Bölüm 6

171 10 7
                                    

Kütüphaneye geldiklerinde Çağla bulduğu bir görevliye:

—Buradan kitap satın almamız mümkün mü? diye sordu. Tezgâhta duran uzun boylu delikanlı ona dönüp baktığında saçları gözlerinin önüne düştü. Delikanlı, Çağla'nın arkasında duran Ayça'ya bakıp gülümsedi ve Çağla'yı yok saydı. Çağla yok sayılmaya sinir oldu ve Ayça'ya döndü.

—Bizim kütüphaneci yerine bu çocuk mu geldi? dedi.

Ayça içten bir gülümsemeyle gözünü delikanlıdan ayır-madan:

—Aslında bu bizim kütüphanecimizin yeğeni. Arada bir ona yardım etmeye burada çalışıyor, dedi fısıltıdan biraz yüksek bir sesle. Sonra tezgâha doğru yaklaştı.

—Buradan bir kitabı satın alabilir miyiz Levent? dedi Ayça neredeyse delikanlının içine girecek kadar ona sokularak. Levent hemen geri çekildi. Derin bir nefes aldı. Levent'in Ayça'ya olumsuz bir cevap vermek istemediği belliydi.

—Üzgünüm- demişti ki güçlükle Ayça onun lafını böldü.

—Neden bunu bir odada görüşmüyoruz? Biraz mahrem bir konu da, dedi Ayça. Levent kırmızı bir suratla kafasını salladı. Birlikte oradan uzaklaştılar. Çağla tezgâhın önünde yapayalnız kalmıştı oracıkta.

—Yuh! Ne oldu bu kıza? Bu nasıl bir tavır? diye düşündü Çağla şaşkınlıktan ağzı açık bir şekilde onların arkasından bakıp.

Çağla Ayça'nın ne yaptığını, Aykut'un kâğıdı oraya nasıl gönderdiğini düşünürken yerdeki halı gözüne ilişti. Halının yeri hafifçe kaymıştı. Çağla oraya doğru yavaş yavaş ilerledi. Etrafına bakındı. Kimse ona bakmıyordu. Halıyı düzeltmek için ucundan ayağıyla ittiğinde halı fazla kaydı ve halının altındaki zemine işlemiş kan lekelerini gördü. Aklına Ayça'nın anne ve babasının burada öldürüldüğü fikri geldi. Üzgünce halıyı kan lekelerini örtecek şekilde tekrar iteledi ayağıyla ve ilerideki tezgâha doğru yürüdü. O sırada Ayça ve Levent oraya geldi.

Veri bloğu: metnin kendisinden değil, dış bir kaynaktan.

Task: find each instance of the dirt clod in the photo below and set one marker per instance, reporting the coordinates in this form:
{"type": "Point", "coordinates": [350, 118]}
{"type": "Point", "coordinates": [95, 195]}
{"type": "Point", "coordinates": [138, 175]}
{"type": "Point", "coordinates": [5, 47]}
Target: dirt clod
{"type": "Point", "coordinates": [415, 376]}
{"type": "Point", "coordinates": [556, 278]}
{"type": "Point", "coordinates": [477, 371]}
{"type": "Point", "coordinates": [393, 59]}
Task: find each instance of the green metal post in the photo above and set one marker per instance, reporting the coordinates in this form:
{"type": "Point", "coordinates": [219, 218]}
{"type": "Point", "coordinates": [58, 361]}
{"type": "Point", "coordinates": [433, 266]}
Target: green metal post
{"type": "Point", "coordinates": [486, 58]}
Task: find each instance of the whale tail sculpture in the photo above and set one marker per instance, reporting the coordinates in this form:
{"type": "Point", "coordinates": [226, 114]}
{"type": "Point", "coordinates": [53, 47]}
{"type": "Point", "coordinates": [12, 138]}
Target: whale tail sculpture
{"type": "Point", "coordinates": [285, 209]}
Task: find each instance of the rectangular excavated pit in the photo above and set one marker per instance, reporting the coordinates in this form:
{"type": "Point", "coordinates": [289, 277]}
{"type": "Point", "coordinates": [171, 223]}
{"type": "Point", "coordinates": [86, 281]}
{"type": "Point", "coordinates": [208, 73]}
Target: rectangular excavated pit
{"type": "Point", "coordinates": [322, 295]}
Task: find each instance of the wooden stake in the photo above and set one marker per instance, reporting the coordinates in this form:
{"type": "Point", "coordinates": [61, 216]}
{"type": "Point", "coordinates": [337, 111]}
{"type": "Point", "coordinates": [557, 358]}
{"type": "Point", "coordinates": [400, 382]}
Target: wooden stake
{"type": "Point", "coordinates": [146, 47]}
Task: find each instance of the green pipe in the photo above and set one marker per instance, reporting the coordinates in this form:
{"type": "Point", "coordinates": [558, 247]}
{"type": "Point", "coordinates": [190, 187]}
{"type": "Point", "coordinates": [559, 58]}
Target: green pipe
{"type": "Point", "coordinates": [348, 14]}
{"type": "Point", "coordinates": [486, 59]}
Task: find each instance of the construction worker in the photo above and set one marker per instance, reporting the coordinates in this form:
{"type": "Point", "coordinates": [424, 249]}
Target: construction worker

Levent Ayça'ya doğru eğildi ve:

—Normalde bu izin verilebilecek bir iş değil ama senin ailen burayı kuran kişiler olduğundan ve sen yasal olarak buranın sahibi olduğundan sizin kitabı satın almanızda bir sorun yok. Kitabı satın alabilirsiniz ama kitap eski bir dille yazıldığı için kitabı anlamayacaksınız, dedi ve kitabı Ayça'ya uzattı. Sonra yerdeki halıya üzgünce baktı. Ayça da halıya baktı.

—Ama kitabın dilinin sözlüğünü alırsanız işiniz kolaylaşır. Bunu size ödünç verebilirim, dedi Levent ve kitaplığın arasına girdi. Bir süre sonra elinde bir sözlükle geldi. Ödünç alma işlemleri bitince Levent gülümseyip Ayça'ya baktı.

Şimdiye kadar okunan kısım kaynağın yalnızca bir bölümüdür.